A special invited guest also arrived–Kla-kisht-kei-iss’ good friend Dr. David Suzuki. He was introduced when he entered the hall. Kla-kisht-kei-iss said he would share words during the course of the day.

Prior to dinner being served, Kla-kisht-kei- iss and Tim Paul stood up and called for their friend Ron Hamilton (Ke-kein) and acknowledged and thanked him for all of his many years of keeping up Nuu-chah-nulth practices and traditional teachings.  They also had a special presentation of a very important document on the Klu-kwan-a. Hamilton is well known to be a historian about Nuu-chah-nulth people’s culture.

Joyce White and members of her family presented the hosts with gifts. Ke-kein spoke on her behalf, explaining the family ties. Ke-kein message was especially to the young women being honored. He respectfully asked that they each be like their grandmother Topat.

“Follow in her footsteps as she is a woman of great knowledge,” Ke-kein said.

Dinner was almost ready to be served and it was time for Suzuki to address both of the young women being honored as well as all of the guests. He acknowledged Kla-kisht-kei-iss and his family for the invitation and said he was honored to say a few words. His theme or main message was that of global warming and the environment. 

Suzuki acknowledged the great teachings of First Nations peoples and said society has a lot to learn from them.

Darlene Watts addressed Ahmber and Brooklyn as the family had asked her to speak. Ron Hamilton then spoke for members of the Martin family from Tla-o-qui-aht. Members of the Watts family from Tseshaht then presented the hosts with both gifts and money.

Hii-yup-in-oolth (Billy Keitlah Jr.) then performed a few dances and presented gifts of money to Ahmber and Brooklyn. Gifts of fruit were given to Kla-kisht-kei-iss and Topat with words of gratitude to the hosts in keeping the culture and teachings alive. Other presentations and dances were performed by Robert Dennis Jr. and his dance group. Beautiful shawls were presented to both Ahmber and Brooklyn to honor them on their special day.
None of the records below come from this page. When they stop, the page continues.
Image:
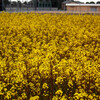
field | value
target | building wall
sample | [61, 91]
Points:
[82, 8]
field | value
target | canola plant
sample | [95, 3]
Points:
[49, 56]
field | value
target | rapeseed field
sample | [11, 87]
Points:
[49, 56]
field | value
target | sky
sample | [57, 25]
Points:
[74, 0]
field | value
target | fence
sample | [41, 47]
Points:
[25, 5]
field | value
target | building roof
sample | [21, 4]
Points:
[82, 4]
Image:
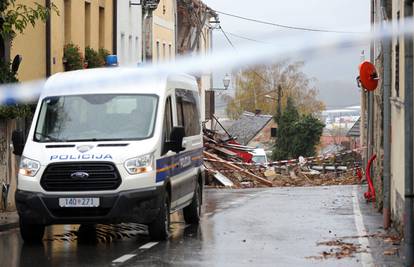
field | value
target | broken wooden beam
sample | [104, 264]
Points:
[234, 167]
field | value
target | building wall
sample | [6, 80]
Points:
[163, 48]
[33, 65]
[129, 33]
[68, 26]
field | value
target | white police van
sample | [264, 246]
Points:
[128, 151]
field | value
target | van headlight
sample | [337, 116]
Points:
[140, 164]
[28, 167]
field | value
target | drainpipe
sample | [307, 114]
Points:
[48, 41]
[408, 141]
[114, 27]
[386, 83]
[370, 96]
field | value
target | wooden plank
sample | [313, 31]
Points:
[234, 167]
[223, 180]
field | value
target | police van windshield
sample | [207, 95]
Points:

Shawls were then presented to the hosts to use as they wish. The shawls were made by Norma Taylor.

Ke-kein then presented gifts to Ahmber and Brooklyn to honour them. He also gave gifts to Kla-kisht-kei-iss and Topat along with money to the hosts. Ke-kein then asked all the men present to guard these two beautiful women and keep them from harm.

 Members of the host family had special presentations to Patrick Barbosa, Maimie Lucas and Elaine Hicks, as well as the cooks and their volunteers. This was followed by the family acknowledging Victor Hansen for the fish he donated for the party. Hansen was presented a mask.

Vince Ambrose and Victor Amos were next on the program prior to the hosts taking the floor. Ambrose and Amos then presented the hosts with gifts.

Finally Kla-kisht-kei-iss and his family took the floor to conclude the very special day for his grandchildren. Money and gifts were presented to those that were left in the hall. Kla-kisht-kei-iss thanked everyone for their support and assistance to help to make the party a success.